GST does not form part of your “business growth model” nor should it form part of your cash to fund operations.

If your business can’t survive without spending the GST which is not yours, then I suggest you need to rethink your business strategy – as there is something not quite right with your business model.

Now onto the ever so talked about and often despised income tax for individuals.  This is tax that you pay each year based on the marginal tax rates (which can change especially with the latest budget announcements).  Some people pay a small amount, some pay a large amount.  It all depends on the level of taxable income – which varies for everyone.

Why do we pay any kind of tax – well income tax is used to fund the investments the government puts back into things like schools, hospitals & healthcare, transport, assisting the age, defence and repaying debt – just to name a few things.

So the taxes we pay, in my opinion, help our country to run the way we would like it to run – I mean who doesn’t want great health care and schooling and transport (although in peak hour the definition of “great” can be questioned if stuck on the Bolte or Ring Road).

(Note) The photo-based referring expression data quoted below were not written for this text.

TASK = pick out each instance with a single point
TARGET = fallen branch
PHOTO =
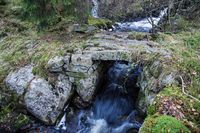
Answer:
(183, 90)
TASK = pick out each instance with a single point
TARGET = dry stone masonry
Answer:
(81, 72)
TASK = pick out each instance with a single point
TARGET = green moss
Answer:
(151, 110)
(163, 124)
(4, 112)
(139, 36)
(41, 71)
(175, 95)
(99, 22)
(20, 121)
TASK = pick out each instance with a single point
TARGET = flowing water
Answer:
(143, 25)
(95, 8)
(113, 110)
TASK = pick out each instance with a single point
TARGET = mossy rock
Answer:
(139, 36)
(172, 101)
(99, 22)
(163, 124)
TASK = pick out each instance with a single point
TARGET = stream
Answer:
(142, 25)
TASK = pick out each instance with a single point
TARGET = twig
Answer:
(183, 90)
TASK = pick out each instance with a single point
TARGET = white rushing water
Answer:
(144, 25)
(95, 9)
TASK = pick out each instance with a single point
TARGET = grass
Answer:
(163, 124)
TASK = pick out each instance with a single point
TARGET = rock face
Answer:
(41, 101)
(152, 80)
(40, 98)
(121, 9)
(19, 80)
(82, 71)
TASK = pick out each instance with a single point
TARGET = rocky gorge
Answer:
(57, 83)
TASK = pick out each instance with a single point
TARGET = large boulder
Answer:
(85, 75)
(152, 80)
(41, 101)
(19, 80)
(40, 98)
(46, 102)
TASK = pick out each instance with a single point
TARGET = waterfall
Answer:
(144, 25)
(95, 9)
(114, 108)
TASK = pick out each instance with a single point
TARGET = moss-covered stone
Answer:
(173, 102)
(163, 124)
(20, 121)
(99, 22)
(139, 36)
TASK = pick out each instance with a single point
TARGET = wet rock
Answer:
(83, 28)
(42, 102)
(85, 74)
(100, 23)
(152, 80)
(19, 80)
(121, 9)
(55, 64)
(64, 89)
(156, 69)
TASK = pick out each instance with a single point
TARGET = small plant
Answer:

So GST and Income tax are not the same thing.  You are not being taxed on money twice.

GST is charged on top of your pricing and is not taken out of your profits (as it never formed part of your profits to start with), and income tax is based on your annual taxable income and comes out of your salary or wage if you are an employee or out of profits that you earn if you are a sole trader.

The best way to deal with any tax is to plan, plan, plan for it.  From the start.  So that includes GST and Income tax. Nobody likes surprises.